Bowlby had one year to streamline the design, build the car, and test it. To succeed, he'd have to shave nearly 1000 pounds from the typical Le Mans prototype. That meant rethinking everything, from the tires to the transmission to the brake and exhaust systems.
With little prospect for a series-wide licensing deal, Ganassi was ready to move on, so Bowlby talked his way into the All American Racers shop, founded by Dan Gurney. Besides being one of America's best car builders and a legendary driver, Gurney, now 81, is regarded as a novel thinker, the first man to wear a full-faced helmet in Formula One, the guy who started the tradition of spraying champagne on the winner's podium. "I don't know when a car tickled my innards the way this one does," Gurney said. "I can't remember an innovation that has the visual impact that the DeltaWing does, and the technology makes so much sense."
The DeltaWing's first on-track test, at Buttonwillow Raceway Park, a dusty little road course in the California desert northwest of Bakersfield, was scheduled for the first week of March.
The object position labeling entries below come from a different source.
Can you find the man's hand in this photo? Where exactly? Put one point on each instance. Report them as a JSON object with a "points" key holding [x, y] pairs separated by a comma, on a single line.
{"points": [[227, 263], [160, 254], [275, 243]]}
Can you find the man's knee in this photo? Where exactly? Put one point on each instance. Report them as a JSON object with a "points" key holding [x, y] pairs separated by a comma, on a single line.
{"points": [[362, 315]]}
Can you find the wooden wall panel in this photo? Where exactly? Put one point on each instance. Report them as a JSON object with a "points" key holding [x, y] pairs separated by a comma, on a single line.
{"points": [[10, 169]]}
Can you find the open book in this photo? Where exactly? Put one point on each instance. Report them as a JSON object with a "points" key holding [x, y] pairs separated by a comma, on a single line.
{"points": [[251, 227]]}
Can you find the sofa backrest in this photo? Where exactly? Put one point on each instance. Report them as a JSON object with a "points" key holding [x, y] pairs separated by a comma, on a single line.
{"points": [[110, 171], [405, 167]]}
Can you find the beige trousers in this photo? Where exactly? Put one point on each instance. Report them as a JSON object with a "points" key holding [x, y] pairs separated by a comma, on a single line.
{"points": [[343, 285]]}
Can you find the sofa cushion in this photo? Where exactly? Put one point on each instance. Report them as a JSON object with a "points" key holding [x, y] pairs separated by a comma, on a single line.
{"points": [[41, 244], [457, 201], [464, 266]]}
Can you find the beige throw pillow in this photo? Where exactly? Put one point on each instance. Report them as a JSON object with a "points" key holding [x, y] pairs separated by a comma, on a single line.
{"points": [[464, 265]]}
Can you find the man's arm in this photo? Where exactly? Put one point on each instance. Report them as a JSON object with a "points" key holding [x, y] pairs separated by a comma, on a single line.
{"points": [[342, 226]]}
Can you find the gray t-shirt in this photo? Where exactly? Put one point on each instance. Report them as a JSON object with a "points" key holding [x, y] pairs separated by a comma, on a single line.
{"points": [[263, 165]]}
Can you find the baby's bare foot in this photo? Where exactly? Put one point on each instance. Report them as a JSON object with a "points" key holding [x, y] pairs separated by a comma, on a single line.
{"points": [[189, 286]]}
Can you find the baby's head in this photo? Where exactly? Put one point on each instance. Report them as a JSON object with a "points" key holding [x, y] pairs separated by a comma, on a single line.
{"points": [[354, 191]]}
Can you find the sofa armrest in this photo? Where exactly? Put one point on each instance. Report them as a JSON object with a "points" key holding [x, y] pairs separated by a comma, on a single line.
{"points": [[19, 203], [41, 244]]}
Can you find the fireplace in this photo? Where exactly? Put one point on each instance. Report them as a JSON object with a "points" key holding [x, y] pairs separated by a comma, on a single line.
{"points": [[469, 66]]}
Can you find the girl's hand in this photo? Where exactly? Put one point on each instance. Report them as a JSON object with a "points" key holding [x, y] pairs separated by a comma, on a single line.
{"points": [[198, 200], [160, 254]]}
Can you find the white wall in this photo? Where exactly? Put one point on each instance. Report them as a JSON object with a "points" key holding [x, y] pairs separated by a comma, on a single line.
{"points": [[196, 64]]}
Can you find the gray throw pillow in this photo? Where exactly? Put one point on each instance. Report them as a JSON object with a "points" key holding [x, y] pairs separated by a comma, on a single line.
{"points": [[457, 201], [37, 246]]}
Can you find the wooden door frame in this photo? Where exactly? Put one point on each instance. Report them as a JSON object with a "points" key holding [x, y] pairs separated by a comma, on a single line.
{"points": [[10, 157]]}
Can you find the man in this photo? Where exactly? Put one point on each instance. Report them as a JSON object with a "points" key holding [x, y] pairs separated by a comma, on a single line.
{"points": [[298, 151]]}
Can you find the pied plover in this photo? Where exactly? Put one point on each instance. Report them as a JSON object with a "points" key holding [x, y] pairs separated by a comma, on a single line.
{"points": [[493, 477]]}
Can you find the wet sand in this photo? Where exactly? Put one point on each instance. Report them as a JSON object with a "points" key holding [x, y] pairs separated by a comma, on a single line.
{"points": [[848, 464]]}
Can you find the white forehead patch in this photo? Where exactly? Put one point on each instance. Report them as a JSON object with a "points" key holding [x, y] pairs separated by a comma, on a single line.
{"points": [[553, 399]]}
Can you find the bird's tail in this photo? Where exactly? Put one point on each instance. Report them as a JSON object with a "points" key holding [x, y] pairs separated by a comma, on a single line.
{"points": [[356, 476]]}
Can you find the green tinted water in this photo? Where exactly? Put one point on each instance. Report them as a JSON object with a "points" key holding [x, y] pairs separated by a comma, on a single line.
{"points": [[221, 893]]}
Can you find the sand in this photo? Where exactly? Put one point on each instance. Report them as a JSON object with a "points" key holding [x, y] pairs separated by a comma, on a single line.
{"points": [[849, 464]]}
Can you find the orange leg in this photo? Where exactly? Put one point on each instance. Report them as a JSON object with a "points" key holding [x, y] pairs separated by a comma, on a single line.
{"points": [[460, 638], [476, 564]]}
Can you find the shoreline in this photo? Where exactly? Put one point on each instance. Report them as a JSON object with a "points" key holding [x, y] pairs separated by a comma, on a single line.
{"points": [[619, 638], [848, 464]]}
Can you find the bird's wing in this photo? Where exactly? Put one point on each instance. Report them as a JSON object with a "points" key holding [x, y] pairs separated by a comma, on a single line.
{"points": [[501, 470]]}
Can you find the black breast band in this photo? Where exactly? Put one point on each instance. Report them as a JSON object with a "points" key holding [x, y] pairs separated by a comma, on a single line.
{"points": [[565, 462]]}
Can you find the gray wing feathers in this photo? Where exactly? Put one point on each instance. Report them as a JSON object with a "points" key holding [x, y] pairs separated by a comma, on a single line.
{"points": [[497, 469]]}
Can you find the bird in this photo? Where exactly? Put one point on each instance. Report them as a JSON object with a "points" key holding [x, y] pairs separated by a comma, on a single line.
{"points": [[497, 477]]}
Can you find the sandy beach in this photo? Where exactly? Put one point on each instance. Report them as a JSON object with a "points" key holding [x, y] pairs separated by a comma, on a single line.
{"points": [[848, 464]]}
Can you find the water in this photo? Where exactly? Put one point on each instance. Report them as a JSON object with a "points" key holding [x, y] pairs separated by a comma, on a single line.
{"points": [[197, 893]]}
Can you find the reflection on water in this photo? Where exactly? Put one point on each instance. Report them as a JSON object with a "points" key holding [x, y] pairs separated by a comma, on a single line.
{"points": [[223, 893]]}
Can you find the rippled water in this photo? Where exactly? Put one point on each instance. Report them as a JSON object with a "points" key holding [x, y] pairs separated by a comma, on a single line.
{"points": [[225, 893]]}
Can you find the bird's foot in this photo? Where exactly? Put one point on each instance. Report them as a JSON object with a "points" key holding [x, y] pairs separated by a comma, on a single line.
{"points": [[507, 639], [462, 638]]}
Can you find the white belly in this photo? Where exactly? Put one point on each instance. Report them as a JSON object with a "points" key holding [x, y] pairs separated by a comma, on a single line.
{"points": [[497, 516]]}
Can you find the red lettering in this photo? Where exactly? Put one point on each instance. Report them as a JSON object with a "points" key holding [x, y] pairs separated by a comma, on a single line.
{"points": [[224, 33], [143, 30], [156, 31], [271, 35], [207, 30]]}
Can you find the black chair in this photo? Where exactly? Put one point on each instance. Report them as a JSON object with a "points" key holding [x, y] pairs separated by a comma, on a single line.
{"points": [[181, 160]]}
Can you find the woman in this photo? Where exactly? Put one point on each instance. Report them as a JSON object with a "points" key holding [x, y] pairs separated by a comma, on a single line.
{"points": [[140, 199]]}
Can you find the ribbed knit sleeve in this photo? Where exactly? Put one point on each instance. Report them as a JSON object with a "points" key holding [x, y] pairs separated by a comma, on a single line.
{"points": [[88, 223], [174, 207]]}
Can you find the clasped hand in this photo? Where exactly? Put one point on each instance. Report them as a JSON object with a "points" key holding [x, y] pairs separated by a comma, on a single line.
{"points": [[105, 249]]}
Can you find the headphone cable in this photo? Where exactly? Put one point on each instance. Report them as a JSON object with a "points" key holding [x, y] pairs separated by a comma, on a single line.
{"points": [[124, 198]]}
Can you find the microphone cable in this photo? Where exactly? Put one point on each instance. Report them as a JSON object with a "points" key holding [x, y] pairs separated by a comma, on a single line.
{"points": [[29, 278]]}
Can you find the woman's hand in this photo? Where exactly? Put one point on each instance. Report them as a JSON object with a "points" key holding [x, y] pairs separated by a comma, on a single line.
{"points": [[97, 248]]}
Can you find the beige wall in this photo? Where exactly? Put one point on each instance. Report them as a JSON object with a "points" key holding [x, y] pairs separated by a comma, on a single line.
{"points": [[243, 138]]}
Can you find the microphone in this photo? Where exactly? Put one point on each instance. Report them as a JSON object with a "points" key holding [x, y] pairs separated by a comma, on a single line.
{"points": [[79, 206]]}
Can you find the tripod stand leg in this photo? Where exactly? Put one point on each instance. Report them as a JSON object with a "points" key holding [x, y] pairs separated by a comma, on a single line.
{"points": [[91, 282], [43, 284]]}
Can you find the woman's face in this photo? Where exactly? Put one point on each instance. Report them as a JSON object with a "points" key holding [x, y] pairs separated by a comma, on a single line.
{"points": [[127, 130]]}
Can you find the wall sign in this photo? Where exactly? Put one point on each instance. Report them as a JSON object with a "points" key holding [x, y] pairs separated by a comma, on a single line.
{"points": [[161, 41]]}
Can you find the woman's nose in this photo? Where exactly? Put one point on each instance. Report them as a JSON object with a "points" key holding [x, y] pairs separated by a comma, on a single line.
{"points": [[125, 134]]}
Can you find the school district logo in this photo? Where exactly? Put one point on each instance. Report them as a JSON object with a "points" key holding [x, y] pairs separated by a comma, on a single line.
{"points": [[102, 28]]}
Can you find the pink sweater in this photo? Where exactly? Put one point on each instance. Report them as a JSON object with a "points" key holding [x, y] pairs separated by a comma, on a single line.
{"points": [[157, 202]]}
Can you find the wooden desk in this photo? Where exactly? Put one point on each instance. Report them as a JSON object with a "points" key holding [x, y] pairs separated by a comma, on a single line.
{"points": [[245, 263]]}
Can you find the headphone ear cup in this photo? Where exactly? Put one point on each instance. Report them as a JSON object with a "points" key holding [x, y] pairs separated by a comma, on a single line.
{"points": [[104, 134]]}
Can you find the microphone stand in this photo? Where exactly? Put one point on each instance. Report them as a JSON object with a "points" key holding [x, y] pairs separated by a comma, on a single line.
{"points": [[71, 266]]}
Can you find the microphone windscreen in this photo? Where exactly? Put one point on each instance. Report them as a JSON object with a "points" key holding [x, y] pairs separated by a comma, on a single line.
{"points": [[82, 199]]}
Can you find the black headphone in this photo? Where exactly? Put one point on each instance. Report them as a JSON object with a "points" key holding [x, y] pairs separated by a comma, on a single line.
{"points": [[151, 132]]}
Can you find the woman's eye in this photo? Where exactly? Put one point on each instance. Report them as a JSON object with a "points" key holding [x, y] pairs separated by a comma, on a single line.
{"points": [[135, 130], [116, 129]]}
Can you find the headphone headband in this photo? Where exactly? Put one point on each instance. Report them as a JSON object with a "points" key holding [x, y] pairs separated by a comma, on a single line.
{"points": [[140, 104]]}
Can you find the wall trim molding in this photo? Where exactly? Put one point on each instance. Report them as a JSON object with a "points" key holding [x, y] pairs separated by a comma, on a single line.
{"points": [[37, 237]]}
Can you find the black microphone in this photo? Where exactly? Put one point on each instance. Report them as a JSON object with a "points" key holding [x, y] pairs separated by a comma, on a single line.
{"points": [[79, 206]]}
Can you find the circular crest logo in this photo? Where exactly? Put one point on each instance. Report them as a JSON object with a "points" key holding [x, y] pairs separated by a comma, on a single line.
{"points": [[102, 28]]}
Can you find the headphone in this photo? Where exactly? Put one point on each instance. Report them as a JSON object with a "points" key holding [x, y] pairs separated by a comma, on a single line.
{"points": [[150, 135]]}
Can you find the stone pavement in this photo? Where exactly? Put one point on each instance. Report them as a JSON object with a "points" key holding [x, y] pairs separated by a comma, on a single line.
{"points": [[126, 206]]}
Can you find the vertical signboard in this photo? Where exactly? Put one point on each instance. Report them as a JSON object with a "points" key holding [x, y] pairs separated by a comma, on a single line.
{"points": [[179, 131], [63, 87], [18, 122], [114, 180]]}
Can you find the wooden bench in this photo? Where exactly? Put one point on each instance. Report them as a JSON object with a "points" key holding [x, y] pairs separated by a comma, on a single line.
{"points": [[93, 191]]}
The car needed an engine. Bowlby and team pitched many manufacturers; only Nissan of Europe bit. The company agreed to supply the 1.6-liter turbocharged four-cylinder engines on one condition: The DeltaWing had to prove itself on the track. A handful of reporters were present when the car took its first tentative laps, then broke down. It took a few more, then broke down again. Despite some wiring glitches and minor brake and transmission issues, the car cobbled together enough laps to demonstrate that, yes, it was fast, and, yes, even with those tiny front tires, it could handle racing turns.
Day after day, the thrash continued. The crew of about a dozen worked tirelessly in the small concrete garage. Each problem was met and resolved in a climate that resembled that of a high-tech startup or the early days of the space program?people toiling, sometimes without pay, on a project that might make history. They'd work until dark, set up lights, and work some more until 1 am, when they'd all head to the Motel 6 and sleep until dawn.
Nissan dispatched its own drivers and engineers to put the car through its paces. To protect the company's interests, they arrived in plain clothes. The DeltaWing passed the test.
On March 13, Nissan announced that it would power the car. Due to the tight deadline, however, the company contracted with a British race shop to custom-build an engine based on Nissan's design. In the end, the only genuine Nissan part included was the throttle-body assembly.